Just a couple of weeks ago, in Austin we celebrated the Work from Home Day. Well, it wasn’t that big of a deal in the Zoho Austin office because we have a very flexible work schedule, and people work from home every now and then.
Then, a few days ago Yahoo! announced that they are ending all work-from-home and remote-work arrangements they had for most of their employees. That’s just a shame, Kara Swisher over at AllThingsD reprinted the internal memo.
It’s embarrassing to the technology industry that such a high-profile company like Yahoo! would take this step. While Marissa Mayer has taken some steps to googlify Yahoo! with free lunches and free iDevices, I think she has gone too far here in her googlification. I guess what most people miss here is that Google is also not a very remote-work friendly place. That may have changed, but at least it was not a few years ago.
Of course, you can say that we at Zoho have a vested interest in remote work since all of our software runs in the cloud, and well, our tagline does happen to be “Work Online”. But we also live by it.

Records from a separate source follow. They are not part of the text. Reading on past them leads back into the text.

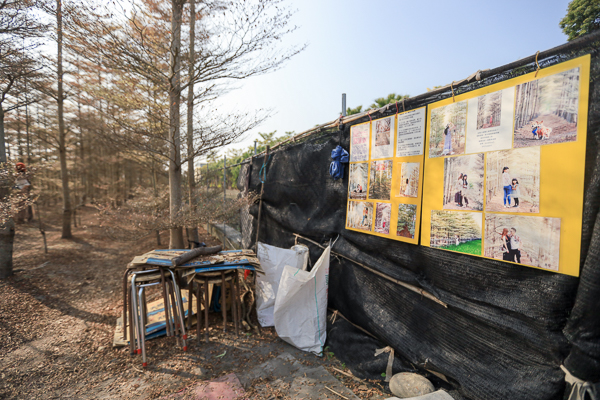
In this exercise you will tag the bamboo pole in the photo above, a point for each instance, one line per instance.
(262, 191)
(381, 274)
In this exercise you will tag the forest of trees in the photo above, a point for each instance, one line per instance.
(455, 113)
(446, 225)
(111, 100)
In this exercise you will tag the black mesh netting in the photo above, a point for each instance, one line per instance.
(507, 328)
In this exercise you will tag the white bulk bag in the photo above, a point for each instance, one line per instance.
(301, 305)
(272, 260)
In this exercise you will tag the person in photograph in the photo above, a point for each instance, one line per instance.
(407, 190)
(365, 216)
(507, 184)
(505, 246)
(465, 191)
(448, 139)
(458, 190)
(515, 192)
(515, 246)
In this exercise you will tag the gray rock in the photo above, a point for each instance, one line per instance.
(405, 385)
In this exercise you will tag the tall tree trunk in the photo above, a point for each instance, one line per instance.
(193, 229)
(62, 148)
(7, 231)
(175, 189)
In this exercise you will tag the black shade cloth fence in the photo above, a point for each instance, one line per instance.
(507, 328)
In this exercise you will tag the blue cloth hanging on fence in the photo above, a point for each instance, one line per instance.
(339, 156)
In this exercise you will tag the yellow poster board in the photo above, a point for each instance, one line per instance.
(504, 169)
(386, 176)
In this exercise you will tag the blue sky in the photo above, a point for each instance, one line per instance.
(370, 49)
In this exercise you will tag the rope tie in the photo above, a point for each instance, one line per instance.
(262, 174)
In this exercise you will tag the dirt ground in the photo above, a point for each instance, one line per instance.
(562, 131)
(57, 320)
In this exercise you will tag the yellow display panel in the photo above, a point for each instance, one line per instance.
(521, 145)
(386, 176)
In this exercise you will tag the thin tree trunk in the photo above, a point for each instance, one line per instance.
(7, 231)
(193, 229)
(175, 189)
(62, 148)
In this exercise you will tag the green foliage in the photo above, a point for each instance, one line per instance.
(355, 110)
(583, 16)
(472, 247)
(391, 98)
(235, 156)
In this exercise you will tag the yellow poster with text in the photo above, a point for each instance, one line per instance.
(504, 169)
(386, 176)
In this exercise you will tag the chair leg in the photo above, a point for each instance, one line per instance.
(166, 305)
(135, 314)
(190, 303)
(206, 305)
(224, 301)
(125, 304)
(131, 326)
(175, 311)
(234, 303)
(198, 308)
(141, 308)
(179, 304)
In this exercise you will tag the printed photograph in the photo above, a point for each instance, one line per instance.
(409, 180)
(383, 131)
(546, 110)
(447, 133)
(380, 184)
(524, 240)
(463, 182)
(357, 183)
(456, 231)
(513, 180)
(360, 215)
(383, 216)
(407, 217)
(489, 110)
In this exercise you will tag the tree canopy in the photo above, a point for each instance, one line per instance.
(583, 16)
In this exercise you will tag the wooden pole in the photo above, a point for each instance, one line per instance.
(262, 191)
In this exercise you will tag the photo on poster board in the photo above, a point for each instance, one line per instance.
(407, 217)
(489, 110)
(359, 142)
(410, 133)
(463, 182)
(360, 215)
(456, 231)
(490, 121)
(447, 130)
(409, 180)
(546, 110)
(382, 139)
(513, 180)
(380, 182)
(526, 240)
(358, 180)
(383, 214)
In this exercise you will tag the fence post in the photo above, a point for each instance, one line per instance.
(224, 187)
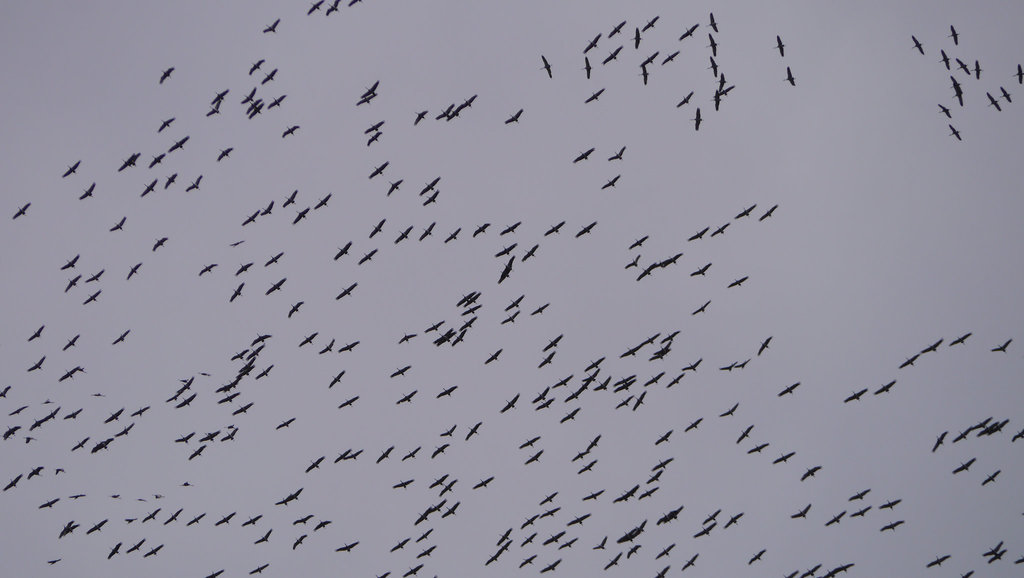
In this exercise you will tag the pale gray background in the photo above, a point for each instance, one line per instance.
(889, 236)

For example, the Zoho Marketing team is distributed across 4 locations in 2 continents, spanning 3 different time zones. I only physically see some of the people in the team a few times a year. Meera, who heads our Social Media team and is one of the voices behind @Zoho, splits her time from two cities. And at some point last year she was working from London. At any given time I’m not sure exactly where she is at, and I don’t particularly care, because I know she’s online somewhere, working, and most importantly, continues to deliver results.
Now, does this kind of arrangement work for everyone? It varies. There are some positions that are more suitable to this than others. For example, we do ask most of our sales team members to be at the office on a regular basis. But that’s of course because we want to make sure we can help customers over the phone when they call us.
But that could change in the future. There are companies like LiveOps and Alpine Access that enable this sort of arrangement. And having front-line customer-facing people answering inbound calls from their homes is in fact a growing trend.
Although there is mounting evidence of the shift towards remote work, one could hardly find any fault with companies that are slow to adopt this. But Yahoo!’s case is egregious because they are affecting people who had already made arrangements and planned for this. Hey sure, I get this is better than a layoff, but if these people were delivering results while being away, so what’s the big deal? If they were not, well, maybe they had a different kind of problem.
While there are some small pockets of support for this move, the huge backlash Yahoo! is already facing across the blogosphere was expected. And if Yahoo! was not prepared for it, then somebody needs to get fired. Even Richard Branson has come out against this move.
The saddest part about this is that if Yahoo! needs to have their employees within close sight just so that they can keep tabs on them, then Yahoo! is in a deeper hole than we all thought.